World-first 'bionic bra' inches closer to reality
A 'Bionic Bra' that automatically tightens in response to breast movement is one step closer to reality with the development of a new prototype.
The bra, made using intelligent components, was discussed at the 9th Australasian Biomechanics Conference (ABC9) at UOW from Sunday 30 November to Tuesday 2 December.
Work first started on the Bionic Bra more than fifteen years ago. However, technology is only starting to catch up with the researchers' imaginations.

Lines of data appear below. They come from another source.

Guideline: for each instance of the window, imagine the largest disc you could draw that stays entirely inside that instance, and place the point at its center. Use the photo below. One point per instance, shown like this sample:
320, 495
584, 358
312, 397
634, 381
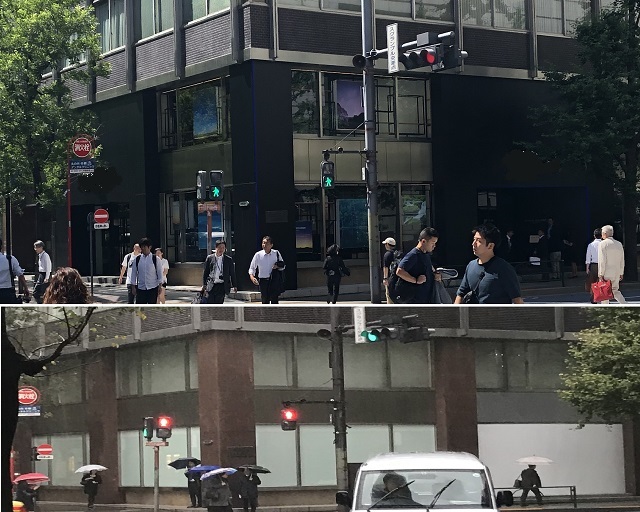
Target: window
111, 24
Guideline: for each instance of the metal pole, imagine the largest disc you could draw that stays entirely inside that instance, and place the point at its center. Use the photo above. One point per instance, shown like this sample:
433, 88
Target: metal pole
370, 149
339, 409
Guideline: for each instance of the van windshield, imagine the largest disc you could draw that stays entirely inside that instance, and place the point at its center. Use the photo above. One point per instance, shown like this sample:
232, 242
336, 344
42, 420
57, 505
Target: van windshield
468, 489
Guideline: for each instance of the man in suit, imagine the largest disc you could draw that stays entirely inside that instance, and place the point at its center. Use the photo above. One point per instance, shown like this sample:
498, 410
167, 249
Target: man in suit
611, 262
219, 276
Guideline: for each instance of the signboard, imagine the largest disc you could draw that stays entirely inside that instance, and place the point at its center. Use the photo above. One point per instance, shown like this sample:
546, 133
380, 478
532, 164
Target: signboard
393, 64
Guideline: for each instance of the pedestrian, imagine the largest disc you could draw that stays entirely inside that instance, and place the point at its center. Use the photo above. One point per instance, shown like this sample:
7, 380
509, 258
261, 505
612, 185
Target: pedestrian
216, 495
249, 483
147, 274
530, 483
9, 270
334, 268
44, 271
415, 271
591, 262
91, 481
193, 483
162, 290
66, 287
611, 262
127, 265
488, 279
266, 270
390, 246
219, 275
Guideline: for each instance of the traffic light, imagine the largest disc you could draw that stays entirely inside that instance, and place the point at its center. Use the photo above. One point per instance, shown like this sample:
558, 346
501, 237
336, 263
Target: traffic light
202, 182
289, 418
163, 428
216, 185
148, 424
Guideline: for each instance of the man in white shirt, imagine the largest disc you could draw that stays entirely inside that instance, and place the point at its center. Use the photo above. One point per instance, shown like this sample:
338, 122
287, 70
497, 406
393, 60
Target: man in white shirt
127, 265
147, 275
611, 262
591, 261
44, 271
263, 264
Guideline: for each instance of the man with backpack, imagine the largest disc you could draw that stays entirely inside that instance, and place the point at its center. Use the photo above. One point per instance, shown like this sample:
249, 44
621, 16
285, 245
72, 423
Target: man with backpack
127, 265
147, 275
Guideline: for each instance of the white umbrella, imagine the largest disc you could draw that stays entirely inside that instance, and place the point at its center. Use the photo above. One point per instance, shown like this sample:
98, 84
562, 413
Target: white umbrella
534, 461
90, 467
219, 471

Professor Gordon Wallace, Executive Research Director of the Australian Research Council Centre of Excellence for Electromaterials Science based at UOW, said the Bionic Bra team has recently discovered new actuators and sensing technologies that will bring the bra to life.
"Our ability to make things from advanced materials has been greatly enhanced recently with the advent of new approaches to fabrication. The advent of approaches such as 3D printing has enabled us to assemble structures containing new sensing technologies to more accurately monitor movement and new artificial muscle technologies to control it. These advances have inspired us to (re)confront the challenges involved in creating the Bionic Bra," Professor Wallace said.

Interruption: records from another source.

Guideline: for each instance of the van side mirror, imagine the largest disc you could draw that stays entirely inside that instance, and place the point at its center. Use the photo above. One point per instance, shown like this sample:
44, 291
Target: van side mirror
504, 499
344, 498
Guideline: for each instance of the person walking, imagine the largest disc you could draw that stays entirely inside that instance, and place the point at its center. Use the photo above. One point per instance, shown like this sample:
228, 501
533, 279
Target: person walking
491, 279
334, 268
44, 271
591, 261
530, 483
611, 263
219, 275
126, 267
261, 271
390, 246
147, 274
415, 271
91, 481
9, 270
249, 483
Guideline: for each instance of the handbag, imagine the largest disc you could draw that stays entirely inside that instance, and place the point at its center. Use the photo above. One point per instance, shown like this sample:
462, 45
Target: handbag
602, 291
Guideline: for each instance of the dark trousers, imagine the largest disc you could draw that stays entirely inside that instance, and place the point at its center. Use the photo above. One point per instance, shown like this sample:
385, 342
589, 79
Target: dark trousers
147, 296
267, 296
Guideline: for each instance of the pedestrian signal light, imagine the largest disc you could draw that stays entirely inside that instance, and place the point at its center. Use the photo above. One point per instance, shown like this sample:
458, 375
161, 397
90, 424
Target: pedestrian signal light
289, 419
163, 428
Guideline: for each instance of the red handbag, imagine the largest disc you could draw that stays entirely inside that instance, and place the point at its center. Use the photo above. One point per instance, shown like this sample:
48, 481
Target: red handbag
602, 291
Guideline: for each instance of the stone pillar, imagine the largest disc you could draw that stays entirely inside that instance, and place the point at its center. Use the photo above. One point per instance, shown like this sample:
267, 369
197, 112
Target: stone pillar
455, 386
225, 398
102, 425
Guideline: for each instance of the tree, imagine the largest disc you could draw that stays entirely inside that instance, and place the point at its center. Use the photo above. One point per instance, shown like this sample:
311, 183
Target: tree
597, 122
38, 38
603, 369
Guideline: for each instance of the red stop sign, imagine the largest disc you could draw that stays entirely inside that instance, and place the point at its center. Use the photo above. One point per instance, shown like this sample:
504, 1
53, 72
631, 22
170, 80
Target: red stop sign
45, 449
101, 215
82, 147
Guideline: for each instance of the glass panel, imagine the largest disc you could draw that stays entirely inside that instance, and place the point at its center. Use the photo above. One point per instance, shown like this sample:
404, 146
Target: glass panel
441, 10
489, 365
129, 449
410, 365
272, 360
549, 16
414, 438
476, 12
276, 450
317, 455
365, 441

Professor Julie Steele, Director of Breast Research Australia (BRA) based at UOW, has been working with Professor Wallace on the bra since its inception. She has also been investigating the movement of women's breast during physical activity for more than 15 years. She said without the right breast support, long-term damage can be done, including numbness in the fingers caused by compression of nerves on the shoulders, as well as neck and back pain.

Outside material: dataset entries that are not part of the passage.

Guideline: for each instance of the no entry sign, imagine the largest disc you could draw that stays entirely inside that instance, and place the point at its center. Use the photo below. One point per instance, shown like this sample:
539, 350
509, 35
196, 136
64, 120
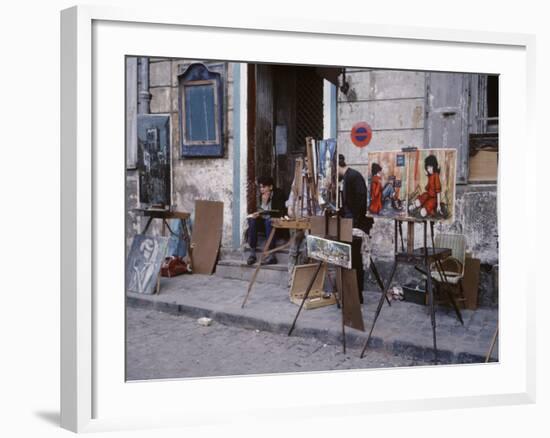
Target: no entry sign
361, 134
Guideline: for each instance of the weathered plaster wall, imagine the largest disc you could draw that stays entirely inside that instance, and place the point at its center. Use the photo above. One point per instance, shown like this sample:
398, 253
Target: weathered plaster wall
194, 178
392, 102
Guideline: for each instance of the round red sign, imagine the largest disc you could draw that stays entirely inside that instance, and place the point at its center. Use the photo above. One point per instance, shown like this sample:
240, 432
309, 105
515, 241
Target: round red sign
361, 134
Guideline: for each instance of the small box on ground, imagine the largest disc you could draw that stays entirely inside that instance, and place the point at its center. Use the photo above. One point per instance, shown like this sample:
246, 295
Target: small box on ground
413, 293
317, 296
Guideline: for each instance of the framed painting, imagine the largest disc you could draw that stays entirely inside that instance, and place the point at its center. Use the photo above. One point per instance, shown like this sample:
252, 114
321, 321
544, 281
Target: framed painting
95, 394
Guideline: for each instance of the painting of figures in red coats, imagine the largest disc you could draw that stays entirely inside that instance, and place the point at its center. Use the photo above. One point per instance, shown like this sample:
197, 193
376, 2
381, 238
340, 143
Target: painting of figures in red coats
432, 183
387, 184
417, 184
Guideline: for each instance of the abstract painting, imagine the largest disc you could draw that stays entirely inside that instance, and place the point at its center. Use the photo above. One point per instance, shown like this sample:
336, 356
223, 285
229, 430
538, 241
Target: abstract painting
431, 185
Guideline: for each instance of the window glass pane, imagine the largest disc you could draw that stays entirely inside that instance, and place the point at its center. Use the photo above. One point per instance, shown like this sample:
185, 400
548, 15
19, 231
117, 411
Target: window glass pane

"Unfortunately, the most supportive sports bras tend to be the most uncomfortable to wear. Making matters worse, BRA research has found that 85 per cent of women are wearing bras that do not fit or support their breasts correctly."
While vast improvements have been made recently to the design of the Bionic Bra, the researchers say there are still some kinks to iron out.
"Although we have made substantial progress, we still have a way to go before the Bionic Bra can be taken from the bench top to the washing machine. However, when finished, the Bionic Bra will transform bra design," Professor Steele said.
"Results indicate that our technologies can sense breast motion and provide additional breast support. The challenge now is to integrate these technologies into a functional, comfortable bra," Bionic Bra team member Dr Sheridan Gho said.
Professor Wallace will describe recent Bionic Bra developments in the Opening Keynote Address of the 9th Australasian Biomechanics Conference. Research to measure the effectiveness of rugby headgear, rethink the rules around junior fast bowlers in cricket and assess risk of injury in aerial surfing will also be discussed at the Conference.